第 1730 章 伸手拉开了车门
  说著话,张院长把手里的药包,递还给了站在一旁的钱进。
  钱进拿到失而復得的药包,一时间反而变得有些手足无措起来,他扭头看著我,眼神里带著一丝不確定,问道:李肆瞳,现在……怎么弄?!
  怎么弄?!我瞥了一眼毛红军那伤痕累累、触目惊心的小腿,心一横,牙一咬,抓过钱进手里的药包,紧张得手心直冒汗。
  我强忍著內心的强烈不適,双手不受控制地微微颤抖著,小心翼翼地把纸包里的白色药粉,儘可能均匀地,薄薄地,撒在了毛红军小腿的创面上。
  第一包药粉很快就被那不断渗出的血水吸附、稀释,慢慢地,在伤口表面形成了一层薄薄的血膜。
  当我打开第二包药粉,继续朝著伤口撒上去的时候,眾人都围在病床周围,屏住呼吸,鸦雀无声,紧张地观察著毛红军的反应。
  除了表面那层血膜变得有些乾涸之外,似乎那肌肉组织不断渗水的情况,也肉眼可见地减缓了!
  好不容易完成了上药的任务,我后背的衣衫已经被冷汗彻底浸透了,人仿佛虚脱了一般,半靠在床沿,大口地喘著粗气。
  张院长站在一旁,惊讶地看著毛红军小腿上的变化,他俯下身,仔细查看了一下,语气里带著一丝惊疑,出声问道:毛同志,你现在……感觉怎么样?!身体有没有什么特別的反应?!
  凉……。
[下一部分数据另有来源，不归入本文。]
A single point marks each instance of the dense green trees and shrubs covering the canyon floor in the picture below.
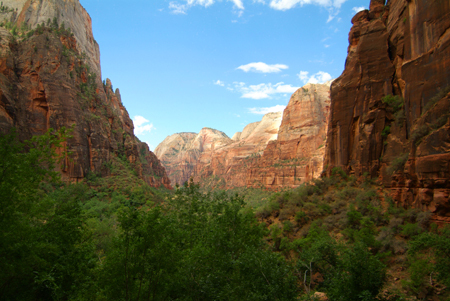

毛红军紧闭著双眼,嘴唇翕动,仅仅吐出来一个字。下一刻,他的鼻腔里就传出来一阵均匀而深沉的鼾声。
  他……他竟然又睡著了!
  不过这一次,他一直紧锁的眉头,似乎舒展了很多,枯瘦的脸上带著一丝前所未有的淡然与平静,睡著了。
  毛红军睡著了!陈浩瞪大了眼睛,一脸不可思议地扭头看向了我。
  只可惜,这药只有这两包了。我心里带著一丝遗憾,暗暗想著:回去一定要再催催巧儿,儘快想办法再做点出来。
  看到毛红军忽然打起了鼾,几个医护人员却显得异常紧张,他们上前检查了一下他的瞳孔、脉搏、心跳和血压,確定没有什么事,这才惊讶地望向了张院长。